Lots of things have happened from then to now. Lots of things have happened since you accepted that story above as the Truth of your own life. You’re busy. I know you are, because I am, too. You have loads of responsibilities. You serve at your church. You volunteer in your community. You work. You have a family. You have a social life.
Welcome to your mission field, my friend.
If you’re trying to convince yourself that there’s more work to do, more to learn, more training to partake in, more of the bible you have to read, stop.
Remind yourself of the simple gospel, of the relatively short story that changed your life forever and continues to do so every day. You don’t need any more than that. It was strong enough to transform you. It was strong enough to change the apostle Paul. It was strong enough to shake the entire earth.
It is strong enough to equip you with its power.
Don’t lose that child-like wonder at the story of our Savior. Don’t become desensitized to the truth and grace and love and power of the most urgent message. Don’t hold back parts of your life from being consumed by the blaze of the gospel.

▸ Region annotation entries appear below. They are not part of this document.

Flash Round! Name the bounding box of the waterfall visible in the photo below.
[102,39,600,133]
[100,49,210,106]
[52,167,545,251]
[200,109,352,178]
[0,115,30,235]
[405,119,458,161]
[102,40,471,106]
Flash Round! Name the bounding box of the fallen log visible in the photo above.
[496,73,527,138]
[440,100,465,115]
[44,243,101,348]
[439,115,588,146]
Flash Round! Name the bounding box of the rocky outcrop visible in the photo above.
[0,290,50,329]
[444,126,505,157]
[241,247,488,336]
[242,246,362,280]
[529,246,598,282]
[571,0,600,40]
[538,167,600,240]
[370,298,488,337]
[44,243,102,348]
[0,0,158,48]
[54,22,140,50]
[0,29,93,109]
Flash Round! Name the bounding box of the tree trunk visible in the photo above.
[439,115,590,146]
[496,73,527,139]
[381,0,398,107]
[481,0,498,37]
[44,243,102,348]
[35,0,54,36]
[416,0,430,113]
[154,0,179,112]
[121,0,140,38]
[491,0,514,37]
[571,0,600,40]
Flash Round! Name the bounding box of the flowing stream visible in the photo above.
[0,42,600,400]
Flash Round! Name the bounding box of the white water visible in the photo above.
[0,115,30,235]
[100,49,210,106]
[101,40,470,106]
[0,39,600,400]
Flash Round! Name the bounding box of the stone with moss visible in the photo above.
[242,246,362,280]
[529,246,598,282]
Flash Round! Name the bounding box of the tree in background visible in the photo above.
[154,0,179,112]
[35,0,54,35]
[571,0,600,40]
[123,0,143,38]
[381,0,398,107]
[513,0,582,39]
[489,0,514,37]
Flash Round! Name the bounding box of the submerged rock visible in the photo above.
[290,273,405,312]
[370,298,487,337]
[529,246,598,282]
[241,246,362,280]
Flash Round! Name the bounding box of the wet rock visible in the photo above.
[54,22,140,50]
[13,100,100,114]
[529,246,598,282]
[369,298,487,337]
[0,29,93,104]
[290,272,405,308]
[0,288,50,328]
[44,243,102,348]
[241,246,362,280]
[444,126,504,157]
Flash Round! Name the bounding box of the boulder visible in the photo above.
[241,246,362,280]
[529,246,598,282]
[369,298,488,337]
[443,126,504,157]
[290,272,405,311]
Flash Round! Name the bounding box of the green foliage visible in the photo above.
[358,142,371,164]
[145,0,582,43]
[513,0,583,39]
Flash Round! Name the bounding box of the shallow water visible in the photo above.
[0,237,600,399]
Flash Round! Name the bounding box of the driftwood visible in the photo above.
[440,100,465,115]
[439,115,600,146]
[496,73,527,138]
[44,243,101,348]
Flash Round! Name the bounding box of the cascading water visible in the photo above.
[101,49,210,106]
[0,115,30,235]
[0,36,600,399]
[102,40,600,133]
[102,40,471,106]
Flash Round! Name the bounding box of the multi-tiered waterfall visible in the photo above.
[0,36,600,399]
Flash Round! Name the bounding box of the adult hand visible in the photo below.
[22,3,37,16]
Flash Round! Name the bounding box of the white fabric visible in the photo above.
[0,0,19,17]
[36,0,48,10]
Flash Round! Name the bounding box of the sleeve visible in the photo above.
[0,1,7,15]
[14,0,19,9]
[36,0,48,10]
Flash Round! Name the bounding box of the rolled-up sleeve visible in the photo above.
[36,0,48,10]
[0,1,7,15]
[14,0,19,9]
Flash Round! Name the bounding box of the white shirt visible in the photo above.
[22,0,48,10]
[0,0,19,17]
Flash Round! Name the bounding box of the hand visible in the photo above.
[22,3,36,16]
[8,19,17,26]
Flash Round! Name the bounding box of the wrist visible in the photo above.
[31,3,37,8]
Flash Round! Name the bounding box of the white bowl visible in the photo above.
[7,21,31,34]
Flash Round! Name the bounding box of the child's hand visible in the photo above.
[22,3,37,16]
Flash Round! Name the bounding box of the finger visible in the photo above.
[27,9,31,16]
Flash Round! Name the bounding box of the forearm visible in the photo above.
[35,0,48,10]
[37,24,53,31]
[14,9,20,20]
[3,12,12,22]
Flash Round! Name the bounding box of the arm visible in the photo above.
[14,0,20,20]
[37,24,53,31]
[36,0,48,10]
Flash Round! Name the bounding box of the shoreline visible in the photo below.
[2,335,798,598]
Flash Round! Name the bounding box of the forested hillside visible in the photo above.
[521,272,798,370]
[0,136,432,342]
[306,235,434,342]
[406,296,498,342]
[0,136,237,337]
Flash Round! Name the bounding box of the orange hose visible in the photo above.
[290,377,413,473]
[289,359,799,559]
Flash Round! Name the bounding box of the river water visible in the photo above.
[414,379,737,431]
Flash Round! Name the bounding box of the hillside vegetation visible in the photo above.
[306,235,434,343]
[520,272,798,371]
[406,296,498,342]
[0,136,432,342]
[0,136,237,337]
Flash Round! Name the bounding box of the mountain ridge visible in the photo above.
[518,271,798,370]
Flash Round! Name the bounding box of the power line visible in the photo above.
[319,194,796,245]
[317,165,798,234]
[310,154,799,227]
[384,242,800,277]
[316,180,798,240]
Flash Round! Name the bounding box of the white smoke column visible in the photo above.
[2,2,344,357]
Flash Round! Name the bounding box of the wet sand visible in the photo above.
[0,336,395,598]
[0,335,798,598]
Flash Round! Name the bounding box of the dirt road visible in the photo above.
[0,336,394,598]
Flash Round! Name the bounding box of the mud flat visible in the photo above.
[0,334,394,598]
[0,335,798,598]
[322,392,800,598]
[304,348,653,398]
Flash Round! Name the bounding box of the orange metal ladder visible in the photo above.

Take it with you everywhere you go. Meditate on it daily, hourly. Give its free, life-changing gift every chance you get.
It’s scary, right? Every fear you have, every excuse you’re holding onto right now, they all exist in my mind, and sometimes I want to let them win because it’s easy.
But then I’m reminded of how deeply the message of Christ has altered my heart and I’m convinced of its truth all over again. You can’t keep that kind of joy, that wellspring of life to yourself.
Remind yourself to be in wonder of the gospel today and share that wonder with the next person you meet.